Aydın Doğan 2002’den bu yana her seçimde olduğu gibi seçim sonuçlarında da sandıktan da umduğunu bulamayacak. Her seçimde evinde davet veriyor Aydın Doğan. Bu kez Ekrem Dumanlı da davetli midir bilmem ancak bu seçim sonuçlarını izlemek için evinde düzenlediği ‘Erdoğan’dan kurtuluyoruz’ partisi bu kez de hüsranla sonuçlanacak. Ama akıllanır mı? Hiç sanmam. Dumanlı’nın omzuna yaslanıp, ‘Sana güvenmiştim Ekrem’ deyip ağlasın artık! Ya da gitsin Pensilvanya’dan hesap sorsun. Gerçi üç gün sonra başka birisi çıksın ‘Erdoğan’dan kurtaracak güç bizde’ desin bu kez de onun peşine takılır...
***
30 Mart seçimleri şimdiden cumhuriyet döneminin en yüksek katılımlı seçimi olmaya da aday. Öyle geliyor ki, bir tarafta Ezgi Başaran’ın dahi “Uyuma sandık başına git” çağrıları diğer tarafta ‘ablaların ev ev dolaşmaları’ hakikaten sandığa yansıyacak ve bu kez seçmenin katılım oranı oldukça yüksek çıkacak.
Sandığa gideceğiz.
Ve... Türkiye’nin kaderini belirleyecek, çocuklarımızın yaşacağı bir hayatın temellerini atacağımız geleceğin sözleşmesine mühür vuracağız o gün. 30 Mart günü hepimiz, demokrasinin, özgürlüklerin simgesi olan, vesayetçi yapıyla canı pahasına mücadeleyi göğüsleyen ‘Uzun Adamın’ etrafını saracağız... Ve kenetleneceğiz.
İki şey söyleyeceğiz o gün ‘Uzun Adam’a...
Van mitinginde konuşurken sesin kısılmıştı, aylardır çok yoruldun Uzun Adam... Çok yıprandın. Türlü ithamlara, iftiralara, kirli oyunlara maruz kaldın.
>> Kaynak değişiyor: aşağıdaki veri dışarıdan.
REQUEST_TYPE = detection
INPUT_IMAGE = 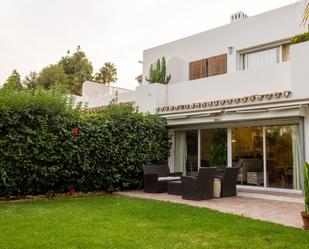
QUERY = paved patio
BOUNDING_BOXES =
[118,191,304,228]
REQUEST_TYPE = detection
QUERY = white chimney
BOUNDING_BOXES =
[231,11,249,23]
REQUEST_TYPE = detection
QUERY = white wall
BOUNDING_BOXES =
[143,2,305,84]
[135,83,167,113]
[290,42,309,98]
[168,62,291,105]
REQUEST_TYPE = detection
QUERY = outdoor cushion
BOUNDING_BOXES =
[158,176,181,182]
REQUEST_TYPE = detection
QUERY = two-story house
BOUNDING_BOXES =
[79,2,309,193]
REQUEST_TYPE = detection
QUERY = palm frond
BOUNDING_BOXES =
[302,1,309,25]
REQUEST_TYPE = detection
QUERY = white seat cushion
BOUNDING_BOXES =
[158,176,181,182]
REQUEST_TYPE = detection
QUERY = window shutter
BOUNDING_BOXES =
[208,54,227,76]
[189,59,207,80]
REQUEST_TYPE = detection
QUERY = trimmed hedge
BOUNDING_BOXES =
[0,90,170,196]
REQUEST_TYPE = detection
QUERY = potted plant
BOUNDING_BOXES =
[146,57,171,85]
[301,162,309,229]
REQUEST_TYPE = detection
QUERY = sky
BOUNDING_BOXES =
[0,0,297,89]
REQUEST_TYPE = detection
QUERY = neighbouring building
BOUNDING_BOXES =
[78,2,309,193]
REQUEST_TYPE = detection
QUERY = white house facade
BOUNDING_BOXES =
[79,2,309,193]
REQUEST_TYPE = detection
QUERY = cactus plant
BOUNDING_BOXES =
[146,57,171,84]
[304,162,309,214]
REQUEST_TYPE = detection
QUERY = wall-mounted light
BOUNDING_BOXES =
[227,46,234,54]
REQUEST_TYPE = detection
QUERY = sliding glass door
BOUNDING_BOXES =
[175,121,303,190]
[232,126,264,186]
[265,125,301,189]
[175,130,198,176]
[200,129,227,169]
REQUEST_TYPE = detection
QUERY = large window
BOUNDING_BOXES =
[175,130,198,176]
[266,125,300,189]
[242,47,280,69]
[175,124,303,190]
[232,126,264,186]
[200,129,227,168]
[189,54,227,80]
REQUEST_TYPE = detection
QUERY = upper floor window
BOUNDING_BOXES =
[243,47,280,69]
[189,59,207,80]
[189,54,227,80]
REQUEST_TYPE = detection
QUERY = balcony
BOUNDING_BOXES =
[166,62,291,105]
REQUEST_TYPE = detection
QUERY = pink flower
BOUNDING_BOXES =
[73,127,78,137]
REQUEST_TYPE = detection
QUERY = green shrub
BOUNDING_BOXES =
[0,90,170,196]
[292,32,309,44]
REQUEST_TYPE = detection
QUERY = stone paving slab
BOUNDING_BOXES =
[118,191,304,228]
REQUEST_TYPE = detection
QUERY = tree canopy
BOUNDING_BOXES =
[95,62,117,84]
[3,69,23,91]
[58,46,93,95]
[3,46,117,95]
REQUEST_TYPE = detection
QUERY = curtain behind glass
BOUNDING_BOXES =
[291,125,301,189]
[175,131,187,175]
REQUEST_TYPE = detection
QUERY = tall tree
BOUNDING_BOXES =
[95,62,117,84]
[37,64,70,92]
[3,69,23,91]
[23,71,39,89]
[59,46,93,95]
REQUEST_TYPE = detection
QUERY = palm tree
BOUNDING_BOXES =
[94,62,117,84]
[302,1,309,25]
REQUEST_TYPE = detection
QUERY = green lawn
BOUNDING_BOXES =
[0,195,309,249]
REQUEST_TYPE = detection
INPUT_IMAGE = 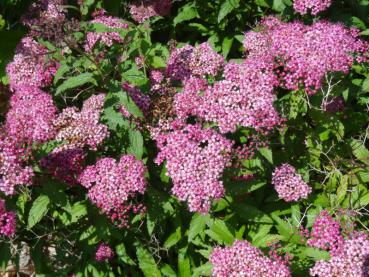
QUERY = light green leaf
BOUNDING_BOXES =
[173,2,199,26]
[28,195,50,228]
[188,214,209,241]
[218,0,240,23]
[136,245,161,277]
[56,72,97,95]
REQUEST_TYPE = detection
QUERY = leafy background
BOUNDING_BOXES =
[0,0,369,276]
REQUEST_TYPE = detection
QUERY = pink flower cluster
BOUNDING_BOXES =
[40,147,85,185]
[293,0,332,15]
[6,37,59,89]
[175,54,280,133]
[0,199,17,237]
[95,243,114,262]
[85,10,128,52]
[307,210,344,255]
[122,83,150,113]
[167,42,224,80]
[310,232,369,277]
[5,85,57,144]
[129,0,172,23]
[54,93,109,150]
[22,0,66,43]
[272,164,312,202]
[244,17,369,94]
[78,155,147,225]
[210,241,291,277]
[156,125,232,213]
[0,133,33,195]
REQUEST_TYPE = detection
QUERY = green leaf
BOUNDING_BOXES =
[349,139,369,165]
[115,243,136,265]
[188,214,209,241]
[205,219,235,245]
[173,2,199,26]
[56,72,97,95]
[178,248,191,277]
[161,264,177,277]
[259,148,273,164]
[302,247,330,261]
[218,0,240,23]
[164,226,182,249]
[136,245,161,277]
[28,195,50,228]
[128,129,144,160]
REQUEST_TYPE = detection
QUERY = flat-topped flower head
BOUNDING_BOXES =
[272,164,312,202]
[209,241,291,277]
[156,125,233,213]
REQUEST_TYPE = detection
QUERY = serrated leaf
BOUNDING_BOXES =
[302,247,330,261]
[28,195,50,228]
[173,3,199,26]
[56,72,97,95]
[136,245,161,277]
[218,0,240,23]
[349,139,369,165]
[188,214,209,241]
[128,129,144,160]
[206,219,235,245]
[259,147,273,164]
[164,226,182,249]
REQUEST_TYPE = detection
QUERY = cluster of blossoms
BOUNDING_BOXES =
[210,241,291,277]
[54,93,109,150]
[40,147,85,185]
[129,0,172,23]
[5,85,57,144]
[310,232,369,277]
[22,0,66,43]
[6,36,59,89]
[85,10,128,52]
[156,125,232,213]
[307,210,344,255]
[0,133,33,195]
[244,17,369,94]
[272,164,311,202]
[78,155,146,225]
[0,199,17,237]
[166,42,224,81]
[95,243,114,262]
[293,0,332,15]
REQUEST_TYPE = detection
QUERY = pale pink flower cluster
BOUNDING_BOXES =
[307,210,343,254]
[209,241,291,277]
[6,36,59,89]
[40,147,85,185]
[0,133,34,195]
[310,232,369,277]
[95,243,114,262]
[244,17,369,94]
[167,42,224,81]
[129,0,172,23]
[54,93,109,150]
[0,199,17,237]
[22,0,66,43]
[78,155,147,224]
[5,85,57,144]
[156,125,232,213]
[85,10,128,52]
[293,0,332,15]
[272,164,312,202]
[122,83,150,113]
[175,55,280,133]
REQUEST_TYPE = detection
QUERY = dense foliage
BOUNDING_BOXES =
[0,0,369,277]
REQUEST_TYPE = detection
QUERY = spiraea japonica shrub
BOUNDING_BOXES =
[0,0,369,277]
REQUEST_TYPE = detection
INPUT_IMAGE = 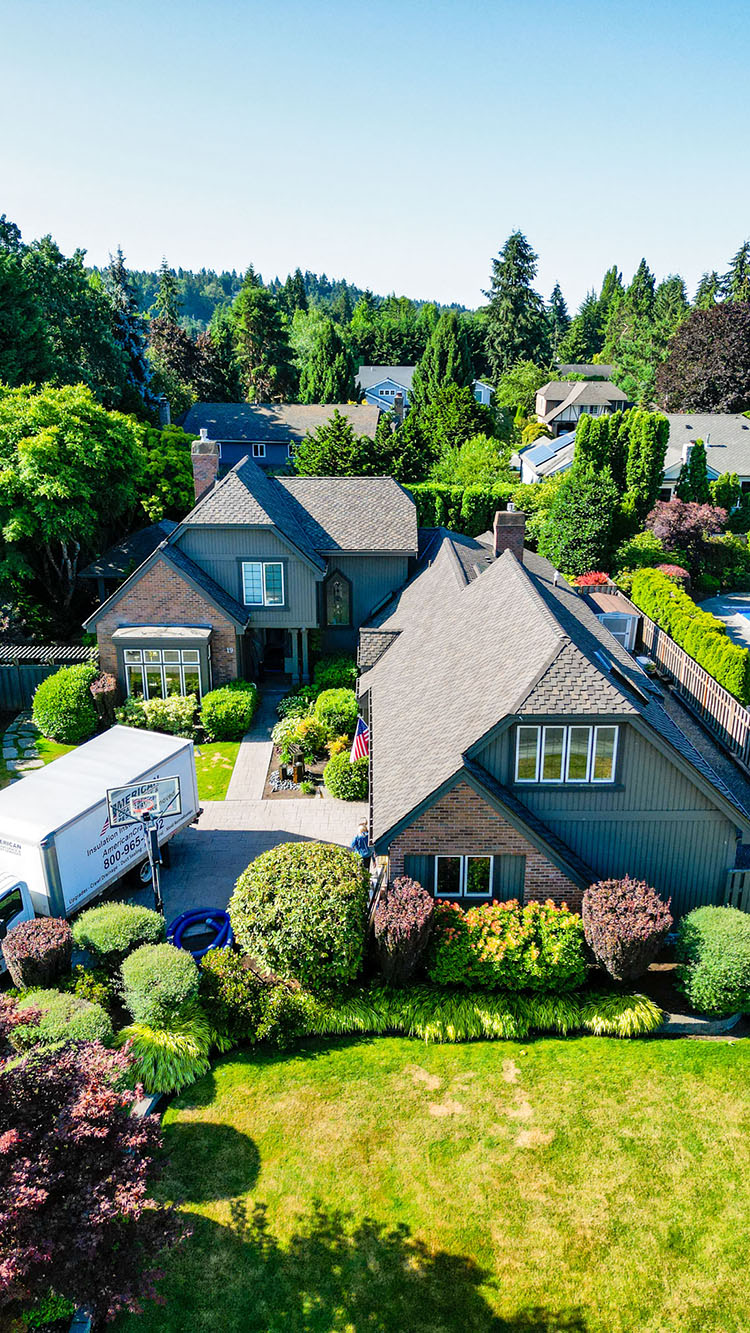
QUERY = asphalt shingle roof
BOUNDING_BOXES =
[183,403,380,444]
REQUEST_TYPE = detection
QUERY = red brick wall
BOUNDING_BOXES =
[96,559,238,685]
[388,782,582,912]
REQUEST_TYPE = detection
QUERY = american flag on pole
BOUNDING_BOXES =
[352,717,370,764]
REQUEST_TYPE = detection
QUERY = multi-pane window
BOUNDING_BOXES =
[123,648,201,698]
[242,560,284,607]
[516,725,617,782]
[434,856,493,898]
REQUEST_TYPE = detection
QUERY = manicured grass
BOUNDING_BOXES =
[117,1037,750,1333]
[196,741,240,801]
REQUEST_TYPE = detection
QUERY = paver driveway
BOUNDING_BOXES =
[128,692,368,921]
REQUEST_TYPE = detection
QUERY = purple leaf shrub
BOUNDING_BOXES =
[581,876,673,981]
[374,876,434,986]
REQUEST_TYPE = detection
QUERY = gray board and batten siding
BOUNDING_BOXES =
[476,716,738,916]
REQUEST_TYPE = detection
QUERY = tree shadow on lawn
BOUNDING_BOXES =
[158,1200,587,1333]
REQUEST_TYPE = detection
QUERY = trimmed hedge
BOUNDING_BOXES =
[677,908,750,1018]
[201,680,258,741]
[229,842,368,990]
[73,902,167,972]
[630,569,750,704]
[3,917,73,990]
[9,990,113,1050]
[32,663,99,745]
[405,481,518,537]
[120,944,200,1026]
[322,749,370,801]
[428,898,587,992]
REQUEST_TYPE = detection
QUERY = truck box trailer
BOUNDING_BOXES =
[0,726,200,970]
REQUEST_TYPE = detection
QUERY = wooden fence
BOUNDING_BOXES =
[619,593,750,766]
[0,644,97,713]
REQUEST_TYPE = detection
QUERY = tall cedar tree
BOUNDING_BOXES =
[232,264,296,403]
[300,319,356,403]
[104,247,156,416]
[548,283,570,361]
[485,232,549,380]
[0,997,185,1328]
[412,311,474,412]
[657,301,750,412]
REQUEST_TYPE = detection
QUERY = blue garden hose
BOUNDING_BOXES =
[167,908,234,962]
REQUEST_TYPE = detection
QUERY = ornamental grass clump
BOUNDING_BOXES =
[374,876,434,986]
[229,842,368,990]
[3,917,73,990]
[677,908,750,1018]
[428,898,587,993]
[581,876,673,981]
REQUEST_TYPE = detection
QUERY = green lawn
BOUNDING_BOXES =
[196,741,240,801]
[117,1037,750,1333]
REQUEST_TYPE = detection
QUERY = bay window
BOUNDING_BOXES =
[516,724,618,784]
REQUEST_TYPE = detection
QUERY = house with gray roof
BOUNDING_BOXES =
[358,513,750,914]
[85,440,418,698]
[183,403,380,472]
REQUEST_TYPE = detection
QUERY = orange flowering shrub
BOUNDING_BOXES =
[428,898,586,992]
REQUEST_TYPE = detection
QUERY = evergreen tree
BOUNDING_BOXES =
[151,259,181,324]
[412,311,474,412]
[693,268,723,311]
[232,264,296,403]
[104,247,156,413]
[485,232,549,379]
[548,283,570,361]
[300,319,354,403]
[723,241,750,301]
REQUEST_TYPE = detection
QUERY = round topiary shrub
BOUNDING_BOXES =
[9,990,113,1050]
[73,902,165,972]
[3,917,73,990]
[120,944,200,1028]
[201,680,258,741]
[322,752,369,801]
[581,876,671,981]
[32,663,99,745]
[229,842,368,990]
[677,908,750,1018]
[316,689,358,736]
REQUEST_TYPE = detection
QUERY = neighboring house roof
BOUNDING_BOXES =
[183,403,380,444]
[362,533,750,838]
[84,543,250,629]
[79,519,177,579]
[665,412,750,477]
[357,365,414,393]
[278,477,417,556]
[557,363,614,380]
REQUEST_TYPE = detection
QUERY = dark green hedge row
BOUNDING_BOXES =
[630,569,750,704]
[405,481,518,537]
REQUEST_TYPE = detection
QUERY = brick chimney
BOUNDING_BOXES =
[492,504,526,564]
[190,427,218,503]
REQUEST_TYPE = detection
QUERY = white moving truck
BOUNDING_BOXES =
[0,726,200,972]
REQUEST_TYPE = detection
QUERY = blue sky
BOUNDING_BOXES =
[0,0,750,307]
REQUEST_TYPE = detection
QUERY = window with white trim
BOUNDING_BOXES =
[516,724,618,784]
[434,856,493,898]
[242,560,284,607]
[123,648,201,698]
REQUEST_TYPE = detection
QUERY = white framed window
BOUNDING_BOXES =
[516,724,618,784]
[242,560,284,607]
[123,648,202,698]
[434,854,493,898]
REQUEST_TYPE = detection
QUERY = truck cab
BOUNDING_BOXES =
[0,873,35,973]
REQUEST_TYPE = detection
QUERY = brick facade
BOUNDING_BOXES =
[388,782,582,912]
[96,559,240,685]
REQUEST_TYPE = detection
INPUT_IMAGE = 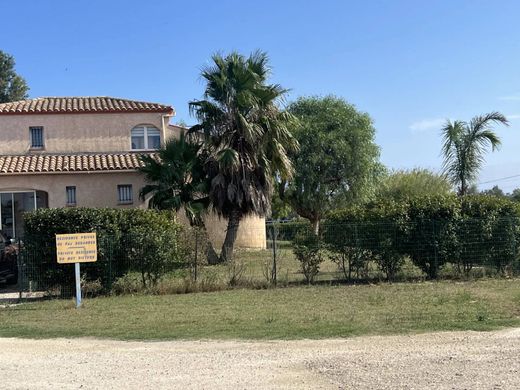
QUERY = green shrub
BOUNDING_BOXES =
[293,229,323,284]
[266,220,310,241]
[322,195,520,279]
[23,208,184,294]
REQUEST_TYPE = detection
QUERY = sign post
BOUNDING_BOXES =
[56,233,97,307]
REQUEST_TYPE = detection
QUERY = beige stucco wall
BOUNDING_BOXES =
[0,172,146,208]
[0,172,266,249]
[0,113,180,154]
[177,211,267,251]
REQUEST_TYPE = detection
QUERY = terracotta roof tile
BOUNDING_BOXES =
[0,152,157,175]
[0,96,173,115]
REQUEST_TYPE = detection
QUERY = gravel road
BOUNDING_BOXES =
[0,328,520,390]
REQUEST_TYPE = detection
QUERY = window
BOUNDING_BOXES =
[66,186,76,206]
[29,127,43,149]
[132,125,161,150]
[117,184,133,204]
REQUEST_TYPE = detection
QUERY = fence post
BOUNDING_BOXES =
[509,217,519,276]
[271,223,278,287]
[432,219,439,279]
[16,239,24,302]
[193,228,199,282]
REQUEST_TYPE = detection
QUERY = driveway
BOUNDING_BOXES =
[0,329,520,390]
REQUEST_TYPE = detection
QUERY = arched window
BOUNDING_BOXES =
[132,125,161,150]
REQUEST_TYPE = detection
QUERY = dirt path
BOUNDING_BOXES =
[0,329,520,390]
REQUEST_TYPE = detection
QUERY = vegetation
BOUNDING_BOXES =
[0,50,29,103]
[0,279,520,340]
[328,196,520,280]
[442,112,509,195]
[279,96,380,233]
[24,208,185,295]
[140,132,218,264]
[376,168,452,202]
[293,229,323,284]
[190,52,297,261]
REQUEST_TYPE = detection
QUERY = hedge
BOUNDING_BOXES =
[321,195,520,279]
[22,208,184,292]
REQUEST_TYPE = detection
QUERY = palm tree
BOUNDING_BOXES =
[190,51,297,261]
[139,132,209,222]
[442,112,509,196]
[139,132,218,264]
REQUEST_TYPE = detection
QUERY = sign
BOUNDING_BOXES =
[56,233,97,264]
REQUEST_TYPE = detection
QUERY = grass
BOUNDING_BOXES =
[0,279,520,340]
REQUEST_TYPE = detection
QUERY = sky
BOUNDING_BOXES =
[0,0,520,192]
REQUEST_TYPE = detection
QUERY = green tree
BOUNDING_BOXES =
[0,50,29,103]
[376,168,452,201]
[139,132,218,264]
[509,188,520,202]
[481,186,506,198]
[442,112,509,196]
[139,132,209,225]
[190,51,297,261]
[280,96,381,233]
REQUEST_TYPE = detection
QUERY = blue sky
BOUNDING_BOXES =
[4,0,520,191]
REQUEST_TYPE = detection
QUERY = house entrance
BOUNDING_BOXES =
[0,190,47,238]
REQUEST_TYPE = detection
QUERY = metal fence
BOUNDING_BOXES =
[0,218,520,300]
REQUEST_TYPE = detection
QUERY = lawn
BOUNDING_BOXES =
[0,279,520,340]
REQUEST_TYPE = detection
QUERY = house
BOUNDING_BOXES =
[0,96,265,247]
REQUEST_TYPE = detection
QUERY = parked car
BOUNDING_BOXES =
[0,231,18,284]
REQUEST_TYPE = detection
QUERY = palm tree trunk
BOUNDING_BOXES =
[220,209,240,262]
[311,218,320,235]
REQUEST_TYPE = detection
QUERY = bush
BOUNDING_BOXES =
[266,220,310,241]
[323,195,520,280]
[293,229,323,284]
[24,208,184,294]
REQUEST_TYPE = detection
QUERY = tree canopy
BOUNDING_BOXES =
[442,112,509,195]
[280,96,381,232]
[0,50,29,103]
[376,168,452,201]
[190,51,297,261]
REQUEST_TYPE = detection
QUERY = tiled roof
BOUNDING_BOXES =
[0,152,156,175]
[0,96,173,115]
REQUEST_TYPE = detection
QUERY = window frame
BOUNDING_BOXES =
[29,126,45,150]
[130,124,162,151]
[117,184,134,204]
[65,186,78,207]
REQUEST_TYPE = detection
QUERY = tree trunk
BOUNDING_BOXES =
[220,209,240,262]
[206,244,220,265]
[310,218,320,235]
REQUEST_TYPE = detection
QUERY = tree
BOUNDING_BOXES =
[190,51,297,261]
[139,132,218,264]
[139,132,209,225]
[279,96,381,233]
[376,168,452,202]
[481,186,506,198]
[442,112,509,196]
[509,188,520,202]
[0,50,29,103]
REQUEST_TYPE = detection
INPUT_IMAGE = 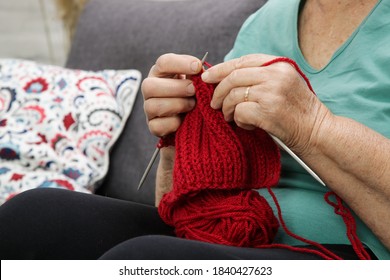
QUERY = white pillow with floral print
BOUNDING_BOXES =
[0,59,141,204]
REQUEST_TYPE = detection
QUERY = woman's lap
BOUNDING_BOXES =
[0,189,368,259]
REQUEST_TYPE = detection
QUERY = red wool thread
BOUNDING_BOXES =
[158,57,370,259]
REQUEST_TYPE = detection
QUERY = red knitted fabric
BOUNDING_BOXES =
[158,76,280,247]
[158,57,370,259]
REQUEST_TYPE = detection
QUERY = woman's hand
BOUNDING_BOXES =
[202,54,331,154]
[142,54,202,206]
[142,54,202,137]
Kolay değil ‘Uzun Adam’ vesayet odaklarıyla uğraşmak. Yürek ister, cesaret ister, ölümü göze almak gerekir. Sen bu ülkenin geleceği için ölümü göze aldın ‘Uzun Adam’! Adnan Menderes’in sonu gösterildiğinde “kefenim üzerimde” diyerek meydan okudun. “Buradayım” dedin “karşınızdayım” dedin “korkmuyorum” dedin. Meydanlara kuracakları darağaçlarını gösterenlere meydan okudun.
Meydanlar bu yüzden doldu ‘Uzun Adam”.
Rabbim sana uzun ömürler versin ‘Uzun Adam’ diyeceğiz ve mührü basağız o gün oy pusulasına.
Ne kadar yorgun olursan ol, dinlenmek yok ‘Uzun Adam’ diyeceğiz. Evet yolu yarıladık ancak daha gidecek yolumuz var diyeceğiz. Bu memleketi kurda kuşa teslim etme, bizleri de, emanetini aldığın devleti de korumak senin boynun borcudur diyeceğiz.
İstanbul’da oyumuzu kullanırken, bizler, artık telefonu dinlenen bir Başbakan görmek istemiyoruz, diyeceğiz. Ankara’da oyumuzu kullanırken, istihbaratın başındaki müsteşarının ensesinde dolaşan eller istemiyoruz, diyeceğiz. Ulusal güvenlik toplantılarının dinlendiği ve siyaset malzemesi yapılarak servis edildiği bir ülke istemiyoruz diyeceğiz. Van’da oyumuzu kullanırken, çözüm süreci devam, diyeceğiz. Diyarbakır’da oyumuzu kullanırken, derhal yeni bir anayasa, diyeceğiz. İzmir’de oyumuzu kullanırken, vesayetin sadece bir türlüsüne değil, başına takke geçirmişi de olsa bu yapıyı temizle, diyeceğiz. Sakın affetme, sakın merhamet etme. Etme ki acınacak duruma düşmeyelim diye gideceğiz sandıkların başına.
Meydanlar bunun için doldu. O meydanlar, bu yapının Türkiye demokrasisi, geleceği açısından taşıdığı potansiyel tehlikenin farkında.
Velhasıl “Uzun Adam”...
Emniyet, yargı içerisinde odaklandığı ortaya çıkan ancak devletin tüm hücrelerine kadar giren o mahut yapıyı temizlemen için sandık başına gideceğiz.
Partinin içinde paralel yapıya sesini çıkartmayan, şantajlara boyun eğen, bu mücadelede yanında yer almayan siyasetçilerini ve yol arkadaşlarını da gözden geçir diyeceğiz 30 Mart’ta.
Temizle diyeceğiz. Bu ülkeye baharı getir diyeceğiz. Eski Türkiye defterini kapatmak, Türkiye’ye nefes aldırmak için sandık başına gideceğiz.
30 Mart Pazar günü bizler üzerimize düşeni yapacağız. Pazartesi günü sıra bir kez daha sende ‘Uzun Adam’ diyeceğiz.
Sıra sende... Sözünü yerine getir ve inlerinden çıkart hepsini!